Absolument. Les institutions bulgares de musique classique ont tendance à rester dans leur bulle, à penser que ce qu’elles font par habitude est suffisant. Je pense au contraire qu’il faut s’unir, puis se comparer, et ensuite se mettre en concurrence, dans un sens très positif, pour plus de qualité, et pas forcément de quantité. « Operalia » a été une mission extrêmement difficile car il a d’abord fallu que je convainque beaucoup de gens : le monde politique, qui n’y comprend rien, et les institutions culturelles, qui ont spontanément été réticentes car elles n’étaient pas elles-mêmes à l’origine du projet.
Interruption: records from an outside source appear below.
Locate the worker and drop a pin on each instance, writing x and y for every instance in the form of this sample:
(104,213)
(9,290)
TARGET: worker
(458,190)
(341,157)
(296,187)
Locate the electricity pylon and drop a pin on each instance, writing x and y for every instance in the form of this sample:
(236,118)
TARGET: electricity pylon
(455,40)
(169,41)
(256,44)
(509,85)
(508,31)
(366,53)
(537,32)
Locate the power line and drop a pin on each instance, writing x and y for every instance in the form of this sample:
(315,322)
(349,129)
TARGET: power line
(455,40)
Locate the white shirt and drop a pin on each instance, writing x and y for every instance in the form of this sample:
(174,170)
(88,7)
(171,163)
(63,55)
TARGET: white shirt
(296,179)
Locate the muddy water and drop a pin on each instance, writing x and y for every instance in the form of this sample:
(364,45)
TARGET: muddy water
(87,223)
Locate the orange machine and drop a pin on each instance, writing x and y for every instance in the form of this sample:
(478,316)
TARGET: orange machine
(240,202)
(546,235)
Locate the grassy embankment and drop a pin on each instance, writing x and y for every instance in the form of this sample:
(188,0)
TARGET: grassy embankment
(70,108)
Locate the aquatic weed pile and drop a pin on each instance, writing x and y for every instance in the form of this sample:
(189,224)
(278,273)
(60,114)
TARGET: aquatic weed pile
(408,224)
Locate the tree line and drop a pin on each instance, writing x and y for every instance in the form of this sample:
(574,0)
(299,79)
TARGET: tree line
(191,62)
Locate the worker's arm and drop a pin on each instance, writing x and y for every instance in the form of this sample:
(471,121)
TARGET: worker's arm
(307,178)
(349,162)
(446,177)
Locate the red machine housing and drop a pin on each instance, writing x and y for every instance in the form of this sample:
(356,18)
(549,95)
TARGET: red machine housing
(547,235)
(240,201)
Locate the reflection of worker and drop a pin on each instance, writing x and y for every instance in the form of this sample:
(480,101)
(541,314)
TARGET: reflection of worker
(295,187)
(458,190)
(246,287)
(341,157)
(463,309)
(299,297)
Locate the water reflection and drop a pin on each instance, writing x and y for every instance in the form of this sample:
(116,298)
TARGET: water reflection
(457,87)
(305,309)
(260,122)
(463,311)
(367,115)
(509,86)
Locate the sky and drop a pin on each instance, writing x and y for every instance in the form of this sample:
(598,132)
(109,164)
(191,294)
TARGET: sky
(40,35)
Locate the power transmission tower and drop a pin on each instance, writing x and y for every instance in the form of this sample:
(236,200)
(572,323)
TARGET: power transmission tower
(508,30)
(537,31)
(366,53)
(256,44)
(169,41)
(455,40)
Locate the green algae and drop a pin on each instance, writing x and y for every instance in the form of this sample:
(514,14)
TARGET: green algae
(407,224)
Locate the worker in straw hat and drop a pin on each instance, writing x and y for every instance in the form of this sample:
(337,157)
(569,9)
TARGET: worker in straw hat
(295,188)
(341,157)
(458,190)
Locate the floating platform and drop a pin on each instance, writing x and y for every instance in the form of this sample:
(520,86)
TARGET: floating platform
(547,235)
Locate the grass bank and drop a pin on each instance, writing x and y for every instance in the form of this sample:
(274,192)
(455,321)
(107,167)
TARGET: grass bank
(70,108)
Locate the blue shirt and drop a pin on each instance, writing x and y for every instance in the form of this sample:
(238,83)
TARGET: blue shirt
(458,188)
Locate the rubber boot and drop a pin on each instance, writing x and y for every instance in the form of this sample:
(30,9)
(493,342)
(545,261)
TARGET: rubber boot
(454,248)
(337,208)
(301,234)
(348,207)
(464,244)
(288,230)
Le business et la politique sont étrangers à ma logique d’artiste. Je ne veux prendre la place de personne, mais seulement aider, faire du bien à notre pays et le faire grandir culturellement. Il le mérite, avec tous ses talents. Quand j’ai atteint le maximum de ce qu’on pouvait faire dans un cursus de chant en Bulgarie, j’ai dû aller en Europe occidentale. C’est ici que j’ai découvert, avec la musique baroque, l’eldorado.

Avoir remporté « Operalia » vous a justement fait sortir de cette étiquette baroque que vous aviez au début de votre carrière en Europe occidentale.
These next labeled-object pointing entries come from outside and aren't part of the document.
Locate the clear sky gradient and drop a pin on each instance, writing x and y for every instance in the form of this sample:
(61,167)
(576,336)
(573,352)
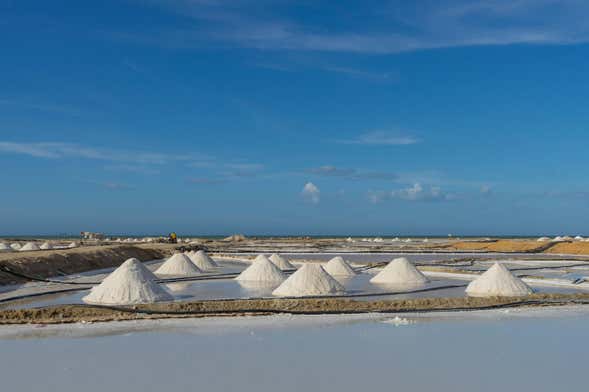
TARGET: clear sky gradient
(280,117)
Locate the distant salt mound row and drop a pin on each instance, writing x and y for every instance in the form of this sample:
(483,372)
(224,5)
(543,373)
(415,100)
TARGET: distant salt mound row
(281,262)
(46,246)
(339,267)
(5,248)
(131,283)
(400,272)
(497,281)
(202,260)
(262,270)
(29,246)
(178,265)
(309,280)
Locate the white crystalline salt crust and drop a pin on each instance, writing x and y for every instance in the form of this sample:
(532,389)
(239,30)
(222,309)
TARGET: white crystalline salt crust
(262,270)
(202,260)
(131,283)
(400,272)
(281,262)
(339,267)
(497,281)
(309,280)
(178,265)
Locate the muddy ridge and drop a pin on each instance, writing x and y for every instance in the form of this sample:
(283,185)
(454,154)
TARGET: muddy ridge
(61,314)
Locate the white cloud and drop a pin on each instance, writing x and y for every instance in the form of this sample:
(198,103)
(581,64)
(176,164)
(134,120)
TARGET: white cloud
(416,192)
(311,193)
(381,138)
(425,25)
(60,150)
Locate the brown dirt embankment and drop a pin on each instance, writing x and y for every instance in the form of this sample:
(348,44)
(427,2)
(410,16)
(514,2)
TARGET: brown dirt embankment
(84,313)
(48,263)
(504,246)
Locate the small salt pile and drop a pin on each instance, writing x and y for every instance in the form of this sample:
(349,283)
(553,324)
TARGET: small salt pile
(281,262)
(202,260)
(131,283)
(5,248)
(339,267)
(400,272)
(309,280)
(497,281)
(178,265)
(46,246)
(29,246)
(262,270)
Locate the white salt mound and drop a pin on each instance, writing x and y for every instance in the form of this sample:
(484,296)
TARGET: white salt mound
(309,280)
(202,260)
(5,248)
(46,245)
(178,265)
(400,272)
(339,267)
(131,283)
(497,281)
(29,246)
(262,270)
(281,262)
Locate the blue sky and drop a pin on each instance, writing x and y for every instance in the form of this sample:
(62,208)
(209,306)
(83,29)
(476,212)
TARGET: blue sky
(280,117)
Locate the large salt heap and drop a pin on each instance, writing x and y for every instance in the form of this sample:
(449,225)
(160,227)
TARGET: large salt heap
(202,260)
(178,265)
(262,270)
(339,267)
(131,283)
(5,248)
(281,262)
(497,281)
(400,272)
(29,246)
(309,280)
(46,246)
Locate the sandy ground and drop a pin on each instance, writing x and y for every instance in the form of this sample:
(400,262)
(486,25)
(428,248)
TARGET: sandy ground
(256,307)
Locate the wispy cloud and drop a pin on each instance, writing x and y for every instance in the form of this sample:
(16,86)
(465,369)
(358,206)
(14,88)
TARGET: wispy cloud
(413,193)
(311,193)
(382,138)
(59,150)
(424,25)
(352,174)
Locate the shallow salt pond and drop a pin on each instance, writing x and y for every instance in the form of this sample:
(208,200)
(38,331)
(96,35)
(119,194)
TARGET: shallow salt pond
(528,350)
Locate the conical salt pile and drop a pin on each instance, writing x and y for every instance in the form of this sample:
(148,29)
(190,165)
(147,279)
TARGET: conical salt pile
(262,270)
(131,283)
(46,245)
(178,265)
(202,260)
(400,272)
(281,262)
(310,279)
(339,267)
(5,248)
(29,246)
(497,281)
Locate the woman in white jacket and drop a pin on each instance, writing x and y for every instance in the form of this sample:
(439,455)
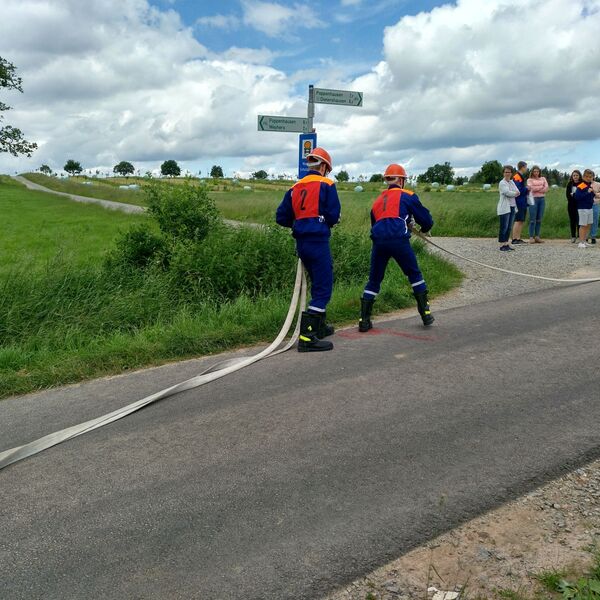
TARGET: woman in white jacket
(538,186)
(506,207)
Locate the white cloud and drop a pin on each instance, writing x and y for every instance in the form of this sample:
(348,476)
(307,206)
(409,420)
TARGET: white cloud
(514,73)
(220,21)
(137,86)
(111,80)
(277,20)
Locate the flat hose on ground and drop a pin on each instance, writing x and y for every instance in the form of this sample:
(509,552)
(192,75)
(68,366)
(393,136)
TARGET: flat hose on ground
(476,262)
(297,305)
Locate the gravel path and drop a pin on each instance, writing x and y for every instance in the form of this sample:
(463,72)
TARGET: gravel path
(550,528)
(555,258)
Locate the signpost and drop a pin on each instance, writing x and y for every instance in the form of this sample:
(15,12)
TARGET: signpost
(344,97)
(272,123)
(307,143)
(308,140)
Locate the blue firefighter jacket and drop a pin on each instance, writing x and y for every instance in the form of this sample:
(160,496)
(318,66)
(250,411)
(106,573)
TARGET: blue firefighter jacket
(392,212)
(311,207)
(521,199)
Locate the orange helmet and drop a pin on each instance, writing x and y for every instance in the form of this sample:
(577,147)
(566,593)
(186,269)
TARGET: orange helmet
(319,155)
(394,170)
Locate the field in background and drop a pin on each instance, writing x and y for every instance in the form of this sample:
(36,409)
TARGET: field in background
(64,316)
(467,212)
(39,229)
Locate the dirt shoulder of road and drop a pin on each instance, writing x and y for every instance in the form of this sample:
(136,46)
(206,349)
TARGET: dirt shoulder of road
(499,554)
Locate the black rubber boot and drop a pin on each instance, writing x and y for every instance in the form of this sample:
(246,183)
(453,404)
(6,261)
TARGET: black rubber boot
(325,329)
(423,307)
(308,340)
(366,307)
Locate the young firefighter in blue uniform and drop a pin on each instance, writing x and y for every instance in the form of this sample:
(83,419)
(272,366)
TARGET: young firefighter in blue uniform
(391,218)
(311,208)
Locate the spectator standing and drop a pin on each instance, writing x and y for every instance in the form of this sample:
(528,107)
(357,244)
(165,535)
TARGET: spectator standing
(595,209)
(574,181)
(538,186)
(506,207)
(391,223)
(311,207)
(584,195)
(521,202)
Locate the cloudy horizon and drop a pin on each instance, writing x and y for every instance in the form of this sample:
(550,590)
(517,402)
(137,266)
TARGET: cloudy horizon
(463,82)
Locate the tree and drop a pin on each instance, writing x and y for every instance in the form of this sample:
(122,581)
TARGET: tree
(443,174)
(490,172)
(216,171)
(11,138)
(72,167)
(170,168)
(124,168)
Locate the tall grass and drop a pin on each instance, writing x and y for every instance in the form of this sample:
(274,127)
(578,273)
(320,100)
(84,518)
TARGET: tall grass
(460,213)
(74,314)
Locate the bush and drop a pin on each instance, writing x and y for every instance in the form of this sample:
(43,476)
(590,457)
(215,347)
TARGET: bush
(234,261)
(138,247)
(183,212)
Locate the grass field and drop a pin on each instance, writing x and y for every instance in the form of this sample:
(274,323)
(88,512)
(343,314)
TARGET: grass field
(64,317)
(462,213)
(39,229)
(90,188)
(466,212)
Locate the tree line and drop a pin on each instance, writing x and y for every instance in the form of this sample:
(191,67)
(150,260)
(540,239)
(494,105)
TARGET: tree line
(12,141)
(490,172)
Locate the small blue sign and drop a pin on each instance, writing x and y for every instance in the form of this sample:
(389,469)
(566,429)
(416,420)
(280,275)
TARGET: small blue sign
(306,144)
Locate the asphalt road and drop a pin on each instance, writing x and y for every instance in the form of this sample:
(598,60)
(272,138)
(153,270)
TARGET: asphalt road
(302,472)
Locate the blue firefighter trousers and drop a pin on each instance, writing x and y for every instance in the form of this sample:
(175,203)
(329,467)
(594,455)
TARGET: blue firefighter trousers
(401,251)
(316,258)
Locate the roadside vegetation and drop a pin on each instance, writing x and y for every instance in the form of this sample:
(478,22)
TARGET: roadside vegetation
(467,211)
(557,584)
(85,291)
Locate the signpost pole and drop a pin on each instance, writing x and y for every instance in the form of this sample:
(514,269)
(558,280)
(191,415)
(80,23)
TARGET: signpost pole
(311,107)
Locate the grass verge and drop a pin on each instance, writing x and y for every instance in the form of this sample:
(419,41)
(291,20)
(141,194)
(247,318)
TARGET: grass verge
(65,317)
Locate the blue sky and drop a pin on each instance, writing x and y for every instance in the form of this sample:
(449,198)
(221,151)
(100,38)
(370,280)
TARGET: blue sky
(151,80)
(350,34)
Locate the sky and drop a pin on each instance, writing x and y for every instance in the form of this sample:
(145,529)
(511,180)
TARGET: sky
(150,80)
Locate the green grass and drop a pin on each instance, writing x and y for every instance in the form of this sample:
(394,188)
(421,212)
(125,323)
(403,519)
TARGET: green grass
(466,212)
(64,318)
(461,213)
(97,189)
(39,229)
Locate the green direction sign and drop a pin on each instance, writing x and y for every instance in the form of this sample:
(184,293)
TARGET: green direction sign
(271,123)
(345,97)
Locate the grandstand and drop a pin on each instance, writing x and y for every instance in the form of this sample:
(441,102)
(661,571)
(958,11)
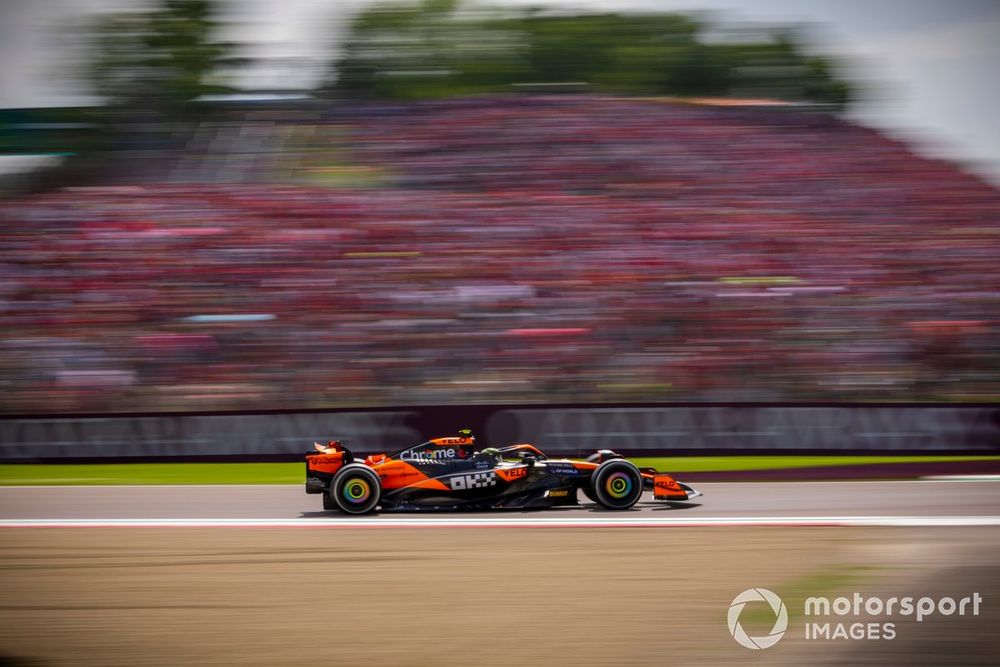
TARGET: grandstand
(571,248)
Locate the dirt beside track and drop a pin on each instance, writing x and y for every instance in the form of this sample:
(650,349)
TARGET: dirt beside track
(441,596)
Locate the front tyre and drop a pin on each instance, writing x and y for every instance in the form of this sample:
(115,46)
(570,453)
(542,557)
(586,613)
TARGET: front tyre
(616,485)
(355,489)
Notre industrie aime beaucoup classifier les gens. Même avec un instrument éclectique, on a plutôt tendance à choisir la sécurité. Pour moi, c’est juste impensable. J’adore les défis et j’ai peur de m’ennuyer. La dévotion à ce qu’on fait, c’est bien, mais il ne faut jamais hésiter à faire. C’est si monotone de rester dans une seule couleur ! La curiosité de musique est primordiale. J’ai eu la chance de me développer dans cette « bipolarité » vocale, entre ma couleur sombre, depuis toujours, et des possibilités de légèreté. En début de carrière, on croit avoir le superpouvoir de tout chanter. J’ai accepté Lucia di Lammermoor, Rigoletto et Les Pêcheurs de perles, qui m’étaient accessibles à ce moment-là, mais ce dont j’avais envie, et auquel ma couleur appartenait, c’était le soprano lyrique, et même quelques rôles de lirico spinto – je n’en suis pas non plus aujourd’hui au point de chanter Abigaille dans Nabucco ou le rôle-titre de Turandot ! William Christie savait que mon instrument avait ce potentiel quand il m’a fait rejoindre « Le Jardin des Voix ».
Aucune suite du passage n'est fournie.